Written by Alex Weiglein
Photos by Craig Weiglein
Returning for its third year, the Bunbury Music Festival managed to go above and beyond everyone’s expectations. For the weekend of July 11-13, Sawyer Point and Yeatman’s Cove were packed with people eager to see what the well-picked lineup had to offer. Booths for food, artisan goods, and even a beer garden were lining the sidewalk for people to peruse while listening to some of their favorite artists. Temperatures were considerably cooler than they had been in past years, which was a welcome change. Unfortunately, Sunday proved to have some bad weather in the beginning, forcing the Festival to shut down and rework the schedule and cut some bands short. Fingers crossed, the crowd still came out to see the bands, albeit being a noticeably smaller crowd than the day before. The weather is likely to blame, and the World Cup Finals likely had a hand (or perhaps a foot) in the attendance. Nevertheless, people were still eager to come out and hear the music and spend time at one of the best weekends Cincinnati has to offer.
As usual, many local acts were on the lineup, which is a feature most people seem to appreciate. Names like Foxy Shazam, a Bunbury alumnus and Jane Decker were certainly exciting for those involved in the local music scene. Bunbury’s scope is much farther than just Cincinnati, though, pulling in acts like New Politics and Empire of the Sun, coming from Denmark and Australia, respectively.
The layout of the Festival also was changed up some this year, which worked very well. The River Stage returned, having been moved last year due to the Ohio River covering part of the Serpentine Wall, where the stage was originally meant to be placed. The Main Stage was placed where the Rockstar Stage was last year, which helped to cut down the traffic along the sidewalk. This made walking around the Festival much easier and prevented the mobs that proved difficult to navigate.

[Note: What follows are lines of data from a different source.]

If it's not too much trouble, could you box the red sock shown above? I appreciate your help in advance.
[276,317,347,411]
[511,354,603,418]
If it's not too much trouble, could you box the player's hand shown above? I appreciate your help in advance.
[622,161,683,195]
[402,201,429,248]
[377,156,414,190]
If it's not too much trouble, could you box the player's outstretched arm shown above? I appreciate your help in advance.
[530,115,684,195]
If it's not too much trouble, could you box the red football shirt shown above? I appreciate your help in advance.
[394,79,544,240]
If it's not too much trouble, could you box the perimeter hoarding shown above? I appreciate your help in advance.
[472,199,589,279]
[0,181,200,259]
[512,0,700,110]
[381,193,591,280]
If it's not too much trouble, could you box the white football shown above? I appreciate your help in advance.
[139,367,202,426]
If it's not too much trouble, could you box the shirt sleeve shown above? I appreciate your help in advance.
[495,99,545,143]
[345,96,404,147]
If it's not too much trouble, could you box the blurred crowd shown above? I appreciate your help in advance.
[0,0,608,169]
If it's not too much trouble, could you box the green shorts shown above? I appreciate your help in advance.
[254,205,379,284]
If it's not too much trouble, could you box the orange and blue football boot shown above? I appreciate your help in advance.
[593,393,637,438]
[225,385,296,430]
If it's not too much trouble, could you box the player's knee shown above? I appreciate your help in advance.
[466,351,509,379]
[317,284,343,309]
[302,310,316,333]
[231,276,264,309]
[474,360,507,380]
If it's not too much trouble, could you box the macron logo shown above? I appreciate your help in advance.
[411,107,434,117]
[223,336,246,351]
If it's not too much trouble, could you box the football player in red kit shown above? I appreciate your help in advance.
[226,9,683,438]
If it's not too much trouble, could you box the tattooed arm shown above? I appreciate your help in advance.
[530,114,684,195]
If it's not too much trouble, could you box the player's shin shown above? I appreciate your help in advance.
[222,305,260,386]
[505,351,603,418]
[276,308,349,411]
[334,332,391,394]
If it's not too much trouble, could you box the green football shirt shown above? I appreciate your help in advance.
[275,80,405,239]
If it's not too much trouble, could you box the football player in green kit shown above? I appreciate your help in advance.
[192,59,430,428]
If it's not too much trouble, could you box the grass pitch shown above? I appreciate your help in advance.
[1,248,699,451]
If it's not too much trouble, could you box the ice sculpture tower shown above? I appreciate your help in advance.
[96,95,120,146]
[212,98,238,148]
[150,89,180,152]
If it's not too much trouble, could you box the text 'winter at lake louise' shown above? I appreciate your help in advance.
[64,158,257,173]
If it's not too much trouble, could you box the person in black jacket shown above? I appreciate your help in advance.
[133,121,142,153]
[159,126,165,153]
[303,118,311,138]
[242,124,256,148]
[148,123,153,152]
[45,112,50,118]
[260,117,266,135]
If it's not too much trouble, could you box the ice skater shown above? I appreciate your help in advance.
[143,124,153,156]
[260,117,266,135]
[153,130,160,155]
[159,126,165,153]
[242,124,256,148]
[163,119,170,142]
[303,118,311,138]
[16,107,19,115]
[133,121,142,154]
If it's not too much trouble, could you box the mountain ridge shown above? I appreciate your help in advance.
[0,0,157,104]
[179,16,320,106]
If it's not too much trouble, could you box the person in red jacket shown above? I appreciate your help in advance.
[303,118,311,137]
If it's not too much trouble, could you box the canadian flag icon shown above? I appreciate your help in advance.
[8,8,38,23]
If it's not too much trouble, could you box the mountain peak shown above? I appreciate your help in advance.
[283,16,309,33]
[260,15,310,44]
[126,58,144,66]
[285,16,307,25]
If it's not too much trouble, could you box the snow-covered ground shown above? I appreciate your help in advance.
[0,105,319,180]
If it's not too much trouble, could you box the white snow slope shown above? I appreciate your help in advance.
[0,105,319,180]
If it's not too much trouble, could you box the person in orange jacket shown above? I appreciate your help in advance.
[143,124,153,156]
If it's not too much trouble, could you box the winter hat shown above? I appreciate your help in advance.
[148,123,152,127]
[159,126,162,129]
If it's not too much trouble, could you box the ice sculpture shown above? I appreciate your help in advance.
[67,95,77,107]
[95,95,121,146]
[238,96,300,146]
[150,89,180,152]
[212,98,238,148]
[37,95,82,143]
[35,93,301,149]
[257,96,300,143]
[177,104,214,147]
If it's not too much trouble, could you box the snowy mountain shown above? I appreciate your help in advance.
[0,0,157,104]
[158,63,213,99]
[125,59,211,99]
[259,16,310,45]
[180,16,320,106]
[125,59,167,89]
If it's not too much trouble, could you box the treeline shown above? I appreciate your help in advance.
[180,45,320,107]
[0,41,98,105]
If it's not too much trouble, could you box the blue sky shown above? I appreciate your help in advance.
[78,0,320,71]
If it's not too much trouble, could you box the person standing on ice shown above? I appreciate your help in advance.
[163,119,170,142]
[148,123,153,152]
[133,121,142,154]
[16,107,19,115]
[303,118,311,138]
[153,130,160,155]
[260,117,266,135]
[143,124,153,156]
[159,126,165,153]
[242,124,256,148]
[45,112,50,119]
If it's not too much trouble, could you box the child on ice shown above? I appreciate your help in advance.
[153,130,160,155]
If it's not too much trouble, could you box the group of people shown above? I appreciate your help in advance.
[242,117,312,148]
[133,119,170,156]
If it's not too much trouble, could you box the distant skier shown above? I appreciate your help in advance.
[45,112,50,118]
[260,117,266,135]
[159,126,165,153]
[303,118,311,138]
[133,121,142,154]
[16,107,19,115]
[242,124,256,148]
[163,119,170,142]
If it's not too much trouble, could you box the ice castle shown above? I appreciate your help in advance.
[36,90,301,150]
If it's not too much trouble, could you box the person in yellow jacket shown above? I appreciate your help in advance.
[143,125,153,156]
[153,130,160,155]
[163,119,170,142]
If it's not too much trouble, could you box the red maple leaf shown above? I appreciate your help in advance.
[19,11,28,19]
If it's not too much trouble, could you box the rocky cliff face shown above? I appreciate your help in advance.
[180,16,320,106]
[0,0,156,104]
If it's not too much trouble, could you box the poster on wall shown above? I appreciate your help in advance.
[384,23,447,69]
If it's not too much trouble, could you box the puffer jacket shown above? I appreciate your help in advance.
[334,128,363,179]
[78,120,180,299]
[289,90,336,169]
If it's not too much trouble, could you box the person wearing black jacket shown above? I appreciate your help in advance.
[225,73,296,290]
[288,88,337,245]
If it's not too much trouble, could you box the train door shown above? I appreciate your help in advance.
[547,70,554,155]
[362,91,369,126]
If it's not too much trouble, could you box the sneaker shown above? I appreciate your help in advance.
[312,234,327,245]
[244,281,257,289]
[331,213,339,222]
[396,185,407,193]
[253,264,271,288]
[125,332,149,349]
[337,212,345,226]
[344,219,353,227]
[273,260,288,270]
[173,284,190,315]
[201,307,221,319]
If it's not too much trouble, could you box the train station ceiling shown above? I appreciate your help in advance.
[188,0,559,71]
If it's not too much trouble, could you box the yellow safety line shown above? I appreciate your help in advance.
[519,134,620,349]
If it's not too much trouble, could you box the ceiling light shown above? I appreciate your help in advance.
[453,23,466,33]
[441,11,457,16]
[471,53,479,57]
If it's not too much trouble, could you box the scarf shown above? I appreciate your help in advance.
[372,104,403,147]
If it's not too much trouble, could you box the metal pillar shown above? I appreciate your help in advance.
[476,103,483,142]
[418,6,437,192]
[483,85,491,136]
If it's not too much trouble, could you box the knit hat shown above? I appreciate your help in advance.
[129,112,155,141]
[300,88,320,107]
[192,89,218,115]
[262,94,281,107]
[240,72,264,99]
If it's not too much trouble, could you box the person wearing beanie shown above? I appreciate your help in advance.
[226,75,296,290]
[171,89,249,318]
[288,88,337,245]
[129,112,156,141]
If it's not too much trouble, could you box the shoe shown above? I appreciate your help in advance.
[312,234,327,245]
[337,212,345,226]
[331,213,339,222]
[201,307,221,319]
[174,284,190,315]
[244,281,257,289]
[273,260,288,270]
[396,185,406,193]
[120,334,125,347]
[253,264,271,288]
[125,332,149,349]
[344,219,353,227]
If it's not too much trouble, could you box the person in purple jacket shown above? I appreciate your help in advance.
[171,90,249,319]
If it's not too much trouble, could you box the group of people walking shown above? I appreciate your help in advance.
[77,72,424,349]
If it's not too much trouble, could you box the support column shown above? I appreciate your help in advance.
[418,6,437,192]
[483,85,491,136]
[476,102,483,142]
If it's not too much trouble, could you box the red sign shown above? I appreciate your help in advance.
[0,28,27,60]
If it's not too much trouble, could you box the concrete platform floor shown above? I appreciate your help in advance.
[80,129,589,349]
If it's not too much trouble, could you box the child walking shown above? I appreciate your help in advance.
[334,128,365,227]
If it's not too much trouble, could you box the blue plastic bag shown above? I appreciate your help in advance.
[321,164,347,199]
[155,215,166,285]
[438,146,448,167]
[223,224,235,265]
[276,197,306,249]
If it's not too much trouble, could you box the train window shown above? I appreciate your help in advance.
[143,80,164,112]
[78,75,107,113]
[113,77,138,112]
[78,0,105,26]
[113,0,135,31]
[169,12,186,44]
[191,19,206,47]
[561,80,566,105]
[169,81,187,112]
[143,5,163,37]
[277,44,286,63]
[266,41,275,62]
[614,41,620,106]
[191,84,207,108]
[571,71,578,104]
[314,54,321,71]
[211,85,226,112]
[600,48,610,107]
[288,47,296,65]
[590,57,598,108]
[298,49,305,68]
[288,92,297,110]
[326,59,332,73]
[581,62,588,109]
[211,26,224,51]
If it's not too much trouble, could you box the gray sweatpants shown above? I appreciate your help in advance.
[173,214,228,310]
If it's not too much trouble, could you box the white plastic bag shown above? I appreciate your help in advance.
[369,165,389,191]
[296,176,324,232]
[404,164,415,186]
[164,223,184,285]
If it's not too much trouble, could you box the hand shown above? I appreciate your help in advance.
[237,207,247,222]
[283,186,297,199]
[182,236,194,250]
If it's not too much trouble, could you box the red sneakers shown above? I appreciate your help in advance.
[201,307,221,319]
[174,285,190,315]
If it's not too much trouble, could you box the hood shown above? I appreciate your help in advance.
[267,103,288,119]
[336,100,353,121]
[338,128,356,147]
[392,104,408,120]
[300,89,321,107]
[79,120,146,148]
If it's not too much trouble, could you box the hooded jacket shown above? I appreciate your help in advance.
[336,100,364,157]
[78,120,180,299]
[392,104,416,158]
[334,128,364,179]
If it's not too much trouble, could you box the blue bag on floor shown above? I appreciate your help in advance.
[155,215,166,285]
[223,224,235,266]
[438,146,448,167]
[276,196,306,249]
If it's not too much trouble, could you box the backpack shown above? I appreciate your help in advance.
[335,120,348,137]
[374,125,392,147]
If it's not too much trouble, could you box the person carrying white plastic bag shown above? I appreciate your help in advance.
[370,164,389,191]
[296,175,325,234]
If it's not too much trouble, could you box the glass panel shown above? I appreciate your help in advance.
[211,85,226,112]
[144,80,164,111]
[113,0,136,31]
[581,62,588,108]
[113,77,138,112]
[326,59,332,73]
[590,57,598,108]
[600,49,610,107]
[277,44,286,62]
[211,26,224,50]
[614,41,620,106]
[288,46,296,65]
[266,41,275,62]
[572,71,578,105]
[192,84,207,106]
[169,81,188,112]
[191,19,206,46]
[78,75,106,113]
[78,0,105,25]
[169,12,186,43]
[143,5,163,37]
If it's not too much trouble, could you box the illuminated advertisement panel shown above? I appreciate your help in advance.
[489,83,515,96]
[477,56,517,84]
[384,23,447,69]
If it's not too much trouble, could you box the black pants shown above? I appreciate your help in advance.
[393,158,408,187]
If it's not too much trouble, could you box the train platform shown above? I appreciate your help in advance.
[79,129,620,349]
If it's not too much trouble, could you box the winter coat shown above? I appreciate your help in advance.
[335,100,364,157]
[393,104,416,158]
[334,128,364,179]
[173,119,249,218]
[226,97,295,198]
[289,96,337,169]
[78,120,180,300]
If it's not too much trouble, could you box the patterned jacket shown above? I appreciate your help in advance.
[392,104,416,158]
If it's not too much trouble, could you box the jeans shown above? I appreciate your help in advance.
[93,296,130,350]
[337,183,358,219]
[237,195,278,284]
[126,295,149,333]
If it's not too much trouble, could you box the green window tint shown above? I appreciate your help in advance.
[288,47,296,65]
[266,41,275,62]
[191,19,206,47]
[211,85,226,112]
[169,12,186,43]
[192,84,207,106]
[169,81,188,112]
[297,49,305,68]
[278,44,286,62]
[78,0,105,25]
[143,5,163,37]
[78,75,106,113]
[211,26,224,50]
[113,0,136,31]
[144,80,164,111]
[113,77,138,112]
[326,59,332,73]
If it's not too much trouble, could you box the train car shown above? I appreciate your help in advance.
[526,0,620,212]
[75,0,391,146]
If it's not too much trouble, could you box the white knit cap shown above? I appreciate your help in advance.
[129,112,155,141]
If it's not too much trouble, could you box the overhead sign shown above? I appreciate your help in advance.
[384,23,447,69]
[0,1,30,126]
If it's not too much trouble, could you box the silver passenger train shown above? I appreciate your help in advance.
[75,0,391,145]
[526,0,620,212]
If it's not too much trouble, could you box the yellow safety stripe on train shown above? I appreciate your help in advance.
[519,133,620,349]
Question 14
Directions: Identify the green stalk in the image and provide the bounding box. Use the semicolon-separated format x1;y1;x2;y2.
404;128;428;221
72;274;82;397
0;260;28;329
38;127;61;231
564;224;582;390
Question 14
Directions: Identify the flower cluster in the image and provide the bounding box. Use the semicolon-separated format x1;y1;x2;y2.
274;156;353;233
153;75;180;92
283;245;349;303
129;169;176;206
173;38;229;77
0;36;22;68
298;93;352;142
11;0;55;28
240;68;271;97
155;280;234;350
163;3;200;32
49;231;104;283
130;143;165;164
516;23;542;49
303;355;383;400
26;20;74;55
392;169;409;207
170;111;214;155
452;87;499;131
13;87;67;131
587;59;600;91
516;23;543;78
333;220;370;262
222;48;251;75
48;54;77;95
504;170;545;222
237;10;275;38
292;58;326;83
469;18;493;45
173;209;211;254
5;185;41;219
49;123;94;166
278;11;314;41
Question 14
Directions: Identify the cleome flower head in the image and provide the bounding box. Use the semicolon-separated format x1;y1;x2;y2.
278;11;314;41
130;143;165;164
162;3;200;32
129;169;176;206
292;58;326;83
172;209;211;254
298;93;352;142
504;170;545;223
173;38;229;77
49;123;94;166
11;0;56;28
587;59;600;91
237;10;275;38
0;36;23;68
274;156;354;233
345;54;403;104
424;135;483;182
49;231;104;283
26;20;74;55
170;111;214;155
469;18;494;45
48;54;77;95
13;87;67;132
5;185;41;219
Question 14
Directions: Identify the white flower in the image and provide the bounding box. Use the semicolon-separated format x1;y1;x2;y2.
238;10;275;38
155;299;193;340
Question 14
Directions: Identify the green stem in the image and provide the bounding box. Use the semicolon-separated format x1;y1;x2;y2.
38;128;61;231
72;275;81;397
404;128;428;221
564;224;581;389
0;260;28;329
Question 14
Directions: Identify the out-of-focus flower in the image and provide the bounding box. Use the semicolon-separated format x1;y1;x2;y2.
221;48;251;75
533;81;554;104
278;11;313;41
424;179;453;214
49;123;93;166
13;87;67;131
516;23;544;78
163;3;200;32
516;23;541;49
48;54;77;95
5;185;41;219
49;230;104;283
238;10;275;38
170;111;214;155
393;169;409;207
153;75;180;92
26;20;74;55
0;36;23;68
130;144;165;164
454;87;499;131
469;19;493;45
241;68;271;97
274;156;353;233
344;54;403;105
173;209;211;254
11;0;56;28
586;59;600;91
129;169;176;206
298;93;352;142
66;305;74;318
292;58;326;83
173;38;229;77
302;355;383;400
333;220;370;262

Like the previous two years, this year’s Bunbury had acts spanning several different musical genres. Groups like Holy Ghost! offered a loud synthpop set, drawing in lots of eager dancers, where groups like Saintseneca provided a more relaxed and calm environment, away from all of the thumping speakers at the big stages. ZZ Ward belted out some powerful blues numbers, drawing a sizeable crowd despite the poor weather and the swarms of bugs that took over the festival for a good chunk of the day. Fitz and the Tantrums drew in a big crowd as well, being highly active with the audience and giving their audience a very soulful performance. Kishi Bashi’s unique and interesting style filled every empty spot on the Serpentine Wall, and everyone who saw Cage the Elephant was raving about their fantastic and high-energy show.
Out of the headliners, there are two that deserve special attention and appreciation from all of those at Bunbury. Friday’s Empire of the Sun show was perhaps the most visually exciting show the Festival had to offer this year, with vividly colorful backdrops that supported the equally interesting outfits of the musicians and dancers on stage. The lawn was more packed than it was for any other show that day, guests elbow to elbow to get a good view of the fantastic performance. Festival planners made an excellent choice for this headliner, which was the last to be released to the public. Sunday brought The Flaming Lips to Bunbury, which was another visually brilliant show. Rainbows greeted the crowd for the first few songs, but it later turned into a darker territory with dark reds flashing, only to return to the rainbows at the end. Several mascot-like outfits were found on stage throughout the show, including a rainbow, some mushrooms, two “almost butterflies,” and the Sun. Frontman Wayne Coyne was found atop a platform holding, and even shaking, a baby doll during part of the show. He also rolled out in the man-sized plastic hamster ball that he is so well known for, singing part of a song while being held up by some eager audience members.
As was expected, Bunbury 2014 was on par with its predecessors. An awesome lineup chock full of talent brought a great weekend for all in attendance, despite the setbacks on Sunday. Guests were dancing, laughing, and smiling all weekend long as they soaked up all that this Festival had to offer them. Many bands were loving the energy as well, often interacting with the crowds in fun and energetic ways, with Coyne’s hamster ball being perhaps the most noticeable. It seems like it would be difficult for planners to create another successful weekend on the same level as this year, but given their track record, Bunbury 2015 should fit right on in with the rest of them.